CA justice: Financial security for judges, cut delays to reduce caseload

Katerina Francisco
CA justice: Financial security for judges, cut delays to reduce caseload
CA Associate Justice Romulo Borja says the SC should pursue an income policy for justices that will allow them to focus on work without worrying about financial concerns

MANILA, Philippines – Court of Appeals (CA) Associate Justice Romulo Borja brought up two proposals to help bring down the caseload of justices and speed up the resolution of cases: provide financial security for justices and cut down on the sources of delay in judicial processes.

Borja raised the suggestions during the public interview conducted by the Judicial and Bar Council on Thursday, November 17, for the post of Supreme Court (SC) associate justice. The JBC was conducting interviews for candidates vying for the position of retiring Associate Justice Arturo Brion. (READ: EXPLAINER: How the Judicial and Bar Council works)
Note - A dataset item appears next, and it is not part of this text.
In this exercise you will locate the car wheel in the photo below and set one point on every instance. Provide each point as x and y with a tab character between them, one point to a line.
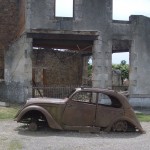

The 68-year-old Borja was first asked by JBC member Maria Milagros Fernan-Cayosa how he planned to resolve his caseload, given his case disposition of an average of 19 cases a month. If appointed to the SC, Borja would have about 22 months before he reaches the mandatory retirement age of 70.

Borja acknowledged that he cannot resolve all his assigned cases in 22 months without risking his health, adding that he does not believe in “assembly line decision making” and must study and review each case. 

Asked for his other proposals, Borja said the SC should aggressively pursue an income policy for justices that would allow them to focus on their work without worrying about their financial concerns.

“Most of the judicial officers express financial insecurity. That erodes your confidence, your independence, your integrity sometimes. I feel the Supreme Court should aggresively pursue an income policy for justices, divorce it from the pay standardization rule. It should be made to seek its own level depending on its resources and objectives,” he said.

“Not only will it improve financial security, it will tend to attract the best and the brightest in the profession,” he added.

The CA justice also noted that there are too many sources of delays in judicial processes that must be reduced.

“Courts are now viewed as institutions of delay. Even the executive tends to blame the judiciary for delay. There are many occasions where we can reduce delay. We need to think out of the box,” he said.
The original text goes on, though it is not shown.